GeForce wireframe performance & occlusion testing

I was wondering why wireframe performance on most Geforce 3/4 cards is much lower than filled polygons, even when unlit & untextured. Isn’t it supposed to be faster, like in the old days? Is it because vendors these days don’t optimize the drivers for wireframe rendering as much as they do on newer stuff like shaders these days? Or am I missing something here?

Also, I noticed my OpenGL powered engine renders much faster (on my GF4Ti4200) when objects are rendered from back to front (depth sorted) rather than when I skip sorting and rendering the objects in no particular Z-order. The framerate differs as much as 25%.
I know my card supports HP’s occlusion testing, and NV’s occlusion query, so my guess is that the driver uses some sort of similar occlusion culling at all times (the card isn’t really fill rate limited btw). I don’t know that much of what goes on after you send stuff down the GPU, so can anyone confirm this?

For line performance : I believe now that Nvidia wanted a better difference between the consumer cards and the professional (quadro) ones.

It fits nicely in the “main key selling points” :
get better wireframe perf with your quadro !

>> faster when objects are rendered back to front (depth sorted)

Are you sure it is not “front to back” ? That way early z optimisations would work. Or maybe you disabled the zbuffer for this case (painter’s algorithm).

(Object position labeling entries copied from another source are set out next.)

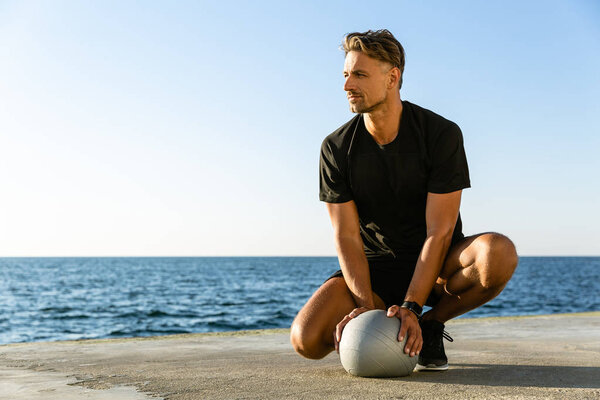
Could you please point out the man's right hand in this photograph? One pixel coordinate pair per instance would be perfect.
(337, 335)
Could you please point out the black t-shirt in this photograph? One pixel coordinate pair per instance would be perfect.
(389, 183)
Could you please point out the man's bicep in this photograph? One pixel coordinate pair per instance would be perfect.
(441, 212)
(344, 218)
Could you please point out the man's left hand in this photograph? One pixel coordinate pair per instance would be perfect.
(409, 327)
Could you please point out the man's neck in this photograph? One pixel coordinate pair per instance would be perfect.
(383, 124)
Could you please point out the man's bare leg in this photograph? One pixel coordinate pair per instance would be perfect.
(475, 271)
(313, 328)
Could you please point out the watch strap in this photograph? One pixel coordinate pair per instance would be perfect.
(414, 307)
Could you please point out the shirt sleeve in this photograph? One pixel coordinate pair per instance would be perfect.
(449, 169)
(333, 185)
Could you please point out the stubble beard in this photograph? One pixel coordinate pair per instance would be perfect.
(360, 108)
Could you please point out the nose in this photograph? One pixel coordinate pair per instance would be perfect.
(349, 84)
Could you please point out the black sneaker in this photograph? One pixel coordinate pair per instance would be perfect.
(432, 356)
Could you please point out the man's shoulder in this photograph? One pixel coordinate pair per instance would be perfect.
(341, 137)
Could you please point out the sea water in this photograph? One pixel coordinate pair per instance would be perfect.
(47, 299)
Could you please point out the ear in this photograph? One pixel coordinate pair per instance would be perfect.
(393, 77)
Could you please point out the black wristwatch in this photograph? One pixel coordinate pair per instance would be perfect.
(414, 307)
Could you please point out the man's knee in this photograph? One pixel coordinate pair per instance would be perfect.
(496, 260)
(305, 341)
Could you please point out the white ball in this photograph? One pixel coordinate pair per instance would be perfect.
(370, 347)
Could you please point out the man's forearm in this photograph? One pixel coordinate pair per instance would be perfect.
(356, 270)
(428, 267)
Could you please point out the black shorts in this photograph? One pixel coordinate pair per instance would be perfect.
(390, 281)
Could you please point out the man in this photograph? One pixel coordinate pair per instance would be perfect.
(392, 179)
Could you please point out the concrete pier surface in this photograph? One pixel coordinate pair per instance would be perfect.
(550, 357)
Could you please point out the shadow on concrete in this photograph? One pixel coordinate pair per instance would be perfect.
(515, 375)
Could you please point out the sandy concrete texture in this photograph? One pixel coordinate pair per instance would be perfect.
(550, 357)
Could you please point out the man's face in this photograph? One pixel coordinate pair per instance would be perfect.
(365, 82)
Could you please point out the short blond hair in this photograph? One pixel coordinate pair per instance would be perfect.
(380, 45)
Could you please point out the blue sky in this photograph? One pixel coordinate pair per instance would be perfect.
(193, 128)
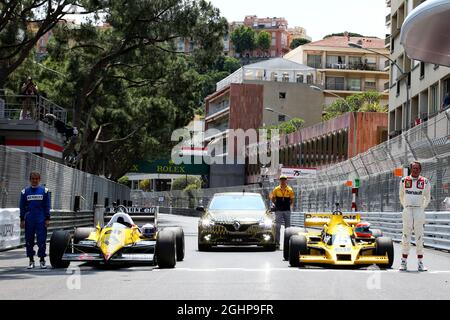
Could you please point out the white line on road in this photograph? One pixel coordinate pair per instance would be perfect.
(295, 270)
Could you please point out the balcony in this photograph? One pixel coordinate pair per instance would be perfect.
(215, 108)
(353, 66)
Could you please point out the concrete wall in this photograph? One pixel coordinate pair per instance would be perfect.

Yes NVIDIA deliberately designs faster wireframe into Quadro DCC class systems (or at least used to), however, high quality AA wireframe can be difficult, many systems have slower wireframe than poly performance, consider also how the application draws data. It’s all down to design priorities, but don’t underestimate the problems just because drawing a line seems simple.

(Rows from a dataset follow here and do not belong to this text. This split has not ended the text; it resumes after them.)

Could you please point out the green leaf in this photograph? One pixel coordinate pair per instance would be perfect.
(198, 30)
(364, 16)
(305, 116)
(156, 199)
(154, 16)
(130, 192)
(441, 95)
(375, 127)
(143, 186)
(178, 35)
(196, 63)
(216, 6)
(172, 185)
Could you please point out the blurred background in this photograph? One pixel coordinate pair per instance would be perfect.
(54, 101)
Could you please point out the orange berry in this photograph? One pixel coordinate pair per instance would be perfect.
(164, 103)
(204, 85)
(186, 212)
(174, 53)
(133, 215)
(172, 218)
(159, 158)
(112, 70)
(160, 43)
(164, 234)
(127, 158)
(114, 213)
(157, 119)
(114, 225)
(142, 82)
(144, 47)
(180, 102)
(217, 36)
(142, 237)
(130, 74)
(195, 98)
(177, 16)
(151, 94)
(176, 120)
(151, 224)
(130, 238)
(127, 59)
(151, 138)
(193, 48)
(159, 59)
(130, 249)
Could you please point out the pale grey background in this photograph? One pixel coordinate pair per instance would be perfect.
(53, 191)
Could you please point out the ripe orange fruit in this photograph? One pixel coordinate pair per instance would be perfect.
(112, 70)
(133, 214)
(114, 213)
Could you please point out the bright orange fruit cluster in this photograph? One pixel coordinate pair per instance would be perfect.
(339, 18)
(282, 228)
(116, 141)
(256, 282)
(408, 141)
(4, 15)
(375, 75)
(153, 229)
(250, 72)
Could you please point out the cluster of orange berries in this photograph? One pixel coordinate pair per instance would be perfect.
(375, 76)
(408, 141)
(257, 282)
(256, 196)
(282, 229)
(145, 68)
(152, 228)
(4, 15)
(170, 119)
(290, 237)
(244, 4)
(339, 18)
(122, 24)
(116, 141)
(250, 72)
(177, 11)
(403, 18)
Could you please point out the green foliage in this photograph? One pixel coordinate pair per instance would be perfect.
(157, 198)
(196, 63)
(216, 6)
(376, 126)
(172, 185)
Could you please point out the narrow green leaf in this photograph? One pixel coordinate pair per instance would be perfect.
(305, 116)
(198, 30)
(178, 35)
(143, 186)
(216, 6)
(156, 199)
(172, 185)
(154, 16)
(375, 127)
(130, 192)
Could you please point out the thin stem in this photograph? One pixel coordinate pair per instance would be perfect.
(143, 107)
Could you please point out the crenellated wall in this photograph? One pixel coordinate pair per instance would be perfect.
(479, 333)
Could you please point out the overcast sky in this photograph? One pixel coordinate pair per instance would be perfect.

Occlusion querry extensions etc require specific application level code support but they also have the potential to save T&L load. Features like coarse z & early z don’t require application level support and automatically increase performance when things are drawn front to back or when you just get lucky with the draw order, but they only have the potential to reduce the pixel fill load.

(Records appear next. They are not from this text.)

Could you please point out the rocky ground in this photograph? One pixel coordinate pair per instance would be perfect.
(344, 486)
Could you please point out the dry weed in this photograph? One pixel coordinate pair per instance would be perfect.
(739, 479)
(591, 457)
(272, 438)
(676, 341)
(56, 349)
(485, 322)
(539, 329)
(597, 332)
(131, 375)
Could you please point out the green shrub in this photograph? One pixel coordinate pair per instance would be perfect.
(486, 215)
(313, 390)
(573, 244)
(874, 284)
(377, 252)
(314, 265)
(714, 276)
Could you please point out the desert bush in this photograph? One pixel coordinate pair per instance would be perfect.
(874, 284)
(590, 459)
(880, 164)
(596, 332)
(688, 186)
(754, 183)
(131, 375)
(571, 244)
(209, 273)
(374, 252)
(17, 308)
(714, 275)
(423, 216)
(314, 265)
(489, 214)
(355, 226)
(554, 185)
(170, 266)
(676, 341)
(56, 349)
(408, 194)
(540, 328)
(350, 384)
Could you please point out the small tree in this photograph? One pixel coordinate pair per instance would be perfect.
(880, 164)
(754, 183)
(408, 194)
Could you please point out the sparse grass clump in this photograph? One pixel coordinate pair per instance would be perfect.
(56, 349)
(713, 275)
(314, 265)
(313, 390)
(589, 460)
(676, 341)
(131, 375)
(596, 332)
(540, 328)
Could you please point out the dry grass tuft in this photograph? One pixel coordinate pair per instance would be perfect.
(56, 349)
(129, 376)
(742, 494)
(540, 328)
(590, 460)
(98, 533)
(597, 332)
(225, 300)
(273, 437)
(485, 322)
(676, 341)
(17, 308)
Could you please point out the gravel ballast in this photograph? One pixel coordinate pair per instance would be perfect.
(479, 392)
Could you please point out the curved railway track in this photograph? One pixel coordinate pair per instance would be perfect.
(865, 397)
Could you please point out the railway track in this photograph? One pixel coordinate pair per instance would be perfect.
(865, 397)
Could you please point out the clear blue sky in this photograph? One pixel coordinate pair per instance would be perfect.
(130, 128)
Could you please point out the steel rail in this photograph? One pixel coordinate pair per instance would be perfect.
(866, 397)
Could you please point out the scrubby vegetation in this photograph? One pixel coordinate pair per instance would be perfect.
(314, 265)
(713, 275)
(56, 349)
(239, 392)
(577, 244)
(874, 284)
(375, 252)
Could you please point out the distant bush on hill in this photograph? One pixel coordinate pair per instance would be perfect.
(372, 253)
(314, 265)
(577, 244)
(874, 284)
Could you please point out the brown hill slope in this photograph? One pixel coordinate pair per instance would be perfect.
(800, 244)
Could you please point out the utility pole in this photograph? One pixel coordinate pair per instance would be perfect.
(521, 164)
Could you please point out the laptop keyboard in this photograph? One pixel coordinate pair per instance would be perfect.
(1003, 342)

Originally posted by remdul:
I was wondering why wireframe performance on most Geforce 3/4 cards is much lower than filled polygons, even when unlit & untextured. Isn’t it supposed to be faster, like in the old days? Is it because vendors these days don’t optimize the drivers for wireframe rendering as much as they do on newer stuff like shaders these days? Or am I missing something here?

Line drawing is a CAD feature, IHVs normally try to split their business between workstation (expensive) & desktop (cheap) lines of cards. They don’t want workstation users to buy their cheap desktop cards instead of the expensive workstation ones.

One way they do that is by “crippling”/removing workstation features of their desktop cards and line drawing is one of them (wide lines, line antialiasing, display list optimzation are other examples of those).
As those features are not normally used in desktop applications (read: games), taxing those doesn’t affect the desktop market.

You will see that the performance of line drawing in Quadro cards will more than probably excel those of the GeForce series.

Line rendering is almost always vertex transfer, vertex transformation or rasterizer setup limited (almost never fill-rate limited). In desktop cards, the driver may need to fallback to a slow path when rendering lines. For example:

  • Rendering antialiased lines via textured lines.
  • Rendering each line as two triangles, which will probably penalize some or all the typical line drawing bottlenecks (depending on where the conversion to triangles is done).


Also, I noticed my OpenGL powered engine renders much faster (on my GF4Ti4200) when objects are rendered from back to front (depth sorted) rather than when I skip sorting and rendering the objects in no particular Z-order. The framerate differs as much as 25%.

I guess you mean “front to back” rather than “back to front”.
The behaviour you are seeing is called “early reject”. Graphics cards have a coarse test for groups of pixels (“tiles”, “chunks” or “stamps”, depending on the IHV’s naming conventions) in such a way that it can discard those regions at once if the whole region won’t be visible (because of depth testing, alpha testing or stencilling out). Those regions range from 2x2 to 8x8 pixels, for example.

In some graphics cards this is also helped by a hierarchical z-buffer which gives you even bigger wins, as the regions you can discard are bigger.

That’s why “warming” or rendering your unlit scene to your depth-buffer when you are heavily fill-rate limited is normally a good thing.

Thanks. I already feared the wireframe performance had something to do with the vendors and the difference between the lines of cards.

But that aside, I realised just after posting that the two topics might actually may have a connection;

When rendering wireframe polygons occlusion testing, z-culling etc. is almost useless. So that might also explain the performance drop; the GPU just has to process all polygons. Still, I’m sure wireframe can be a lot faster if the vendor wouldn’t cripple the desktop cards like mentioned by you gentlemen.

Actually, I’m using AA-lines for my shadow mapping, so there’s definatly a use for it in games. Though the use of it doesn’t cause a noticable performance hit in my implementation.

And by the way, yes, I am rendering stuff from front to back.